While campaigning in New Hampshire Thursday, Texas Gov. Rick Perry told a boy that Texas public schools teach both creationism and evolution in science classes.
The Republican presidential hopeful was answering the boy's question about how old the world is when the child's mother urged him to ask Perry about evolution.
"I hear your mom was asking about evolution and, you know, it's a theory that's out there," Perry told the boy. "It's got some gaps in it, but in Texas we teach both creationism and evolution in our public schools, because I figure you're smart enough to figure out which one is right."
If Perry is correct about Texas schools teaching creationism and evolution side-by-side, however, the public schools in his states would be violating federal law.

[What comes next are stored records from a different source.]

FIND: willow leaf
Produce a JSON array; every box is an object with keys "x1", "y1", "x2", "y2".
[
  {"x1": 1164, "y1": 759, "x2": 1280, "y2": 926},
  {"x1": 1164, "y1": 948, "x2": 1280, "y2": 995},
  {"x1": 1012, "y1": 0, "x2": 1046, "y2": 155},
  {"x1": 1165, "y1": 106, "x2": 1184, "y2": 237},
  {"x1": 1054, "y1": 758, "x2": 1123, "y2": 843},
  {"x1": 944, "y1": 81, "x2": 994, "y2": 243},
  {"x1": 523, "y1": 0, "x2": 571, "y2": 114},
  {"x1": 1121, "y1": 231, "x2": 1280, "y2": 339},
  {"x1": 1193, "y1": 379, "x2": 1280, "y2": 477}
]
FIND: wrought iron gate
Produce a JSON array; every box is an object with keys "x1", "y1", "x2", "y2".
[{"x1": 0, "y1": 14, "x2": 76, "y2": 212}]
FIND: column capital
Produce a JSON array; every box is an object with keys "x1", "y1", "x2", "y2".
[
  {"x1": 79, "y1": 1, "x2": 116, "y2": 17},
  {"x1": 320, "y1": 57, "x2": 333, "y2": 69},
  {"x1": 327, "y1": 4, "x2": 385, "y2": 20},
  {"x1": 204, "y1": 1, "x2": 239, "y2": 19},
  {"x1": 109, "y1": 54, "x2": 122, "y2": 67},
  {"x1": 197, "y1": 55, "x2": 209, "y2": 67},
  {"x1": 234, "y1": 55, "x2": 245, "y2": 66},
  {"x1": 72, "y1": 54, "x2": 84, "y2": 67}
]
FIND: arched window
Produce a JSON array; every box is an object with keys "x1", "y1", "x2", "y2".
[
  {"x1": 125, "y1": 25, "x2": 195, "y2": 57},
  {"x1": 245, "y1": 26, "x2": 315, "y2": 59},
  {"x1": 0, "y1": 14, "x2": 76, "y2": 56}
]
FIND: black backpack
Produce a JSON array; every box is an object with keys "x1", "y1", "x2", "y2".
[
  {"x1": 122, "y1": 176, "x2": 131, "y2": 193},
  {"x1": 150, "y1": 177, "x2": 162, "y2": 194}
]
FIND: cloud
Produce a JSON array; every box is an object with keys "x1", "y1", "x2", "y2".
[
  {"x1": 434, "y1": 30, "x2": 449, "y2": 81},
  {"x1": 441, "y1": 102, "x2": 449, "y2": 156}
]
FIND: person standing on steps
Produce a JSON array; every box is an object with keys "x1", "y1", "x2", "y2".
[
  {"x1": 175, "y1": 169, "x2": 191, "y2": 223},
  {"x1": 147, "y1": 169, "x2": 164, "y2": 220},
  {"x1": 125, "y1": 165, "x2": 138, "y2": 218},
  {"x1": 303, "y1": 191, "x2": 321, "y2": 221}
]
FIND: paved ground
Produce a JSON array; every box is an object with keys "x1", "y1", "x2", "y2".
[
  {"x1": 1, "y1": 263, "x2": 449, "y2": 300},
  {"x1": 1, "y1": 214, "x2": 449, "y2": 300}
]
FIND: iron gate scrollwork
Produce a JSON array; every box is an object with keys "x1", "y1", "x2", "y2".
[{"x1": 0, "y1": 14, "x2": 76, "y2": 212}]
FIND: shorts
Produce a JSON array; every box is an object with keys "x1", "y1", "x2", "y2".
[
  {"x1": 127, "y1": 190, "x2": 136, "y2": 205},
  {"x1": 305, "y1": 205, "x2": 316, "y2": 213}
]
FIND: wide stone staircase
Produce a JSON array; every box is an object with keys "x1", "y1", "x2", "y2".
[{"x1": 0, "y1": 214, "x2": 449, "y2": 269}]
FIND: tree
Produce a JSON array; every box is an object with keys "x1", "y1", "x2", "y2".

The Supreme Court in 1987 ruled in Edwards v. Aguillard that teaching creationism in public schools violates the Constitution's Establishment Clause.
State education officials are quick to skirt Perry's claim.
Although Texas' official public school curriculum doesn't include teaching creationism, David Bradley, a social conservative member of Texas' State Board of Education told The Texas Tribune that "students are directed to investigate and evaluate all theories."
Texas was recently amid great debate surrounding whether to include concepts of creationism in its science curriculum, but a final decision on the curriculum last month extinguished the issue.
Perry's potential gaffe also comes as U.S. Secretary of Education Arne Duncan takes a swipe at the Republican governor, criticizing Perry's leadership for the state's education. In an interview with Bloomberg Television's Al Hunt, scheduled to air Friday morning, Duncan says that he feels "very, very badly for the children there" for Texas' struggle in public education under Perry's governance.
"And it doesn't serve the children well," Duncan says. "It doesn't serve the state well. It doesn't serve the state's economy well. And ultimately, it hurts the country. We have to have a much higher high school graduation rate, many more young folks going on to college and succeeding there. We have to educate our way to a better economy. High school dropout rates are devastating, economically devastating."
Thursday, in answering the boy's initial question about how old the world is, Perry answered that he doesn't "have any idea."
"I know it's pretty old … I'm not sure anybody actually knows completely and absolutely how old the Earth is."
(Scientists think the Earth is about 4.54 billion years old, according to the U.S. Geological Survey).
At the end of the exchange, the boy's mother tells him repeatedly: "Ask him why he doesn't believe in science," during which Perry ends the conversation by walking away to greet others in the crowd.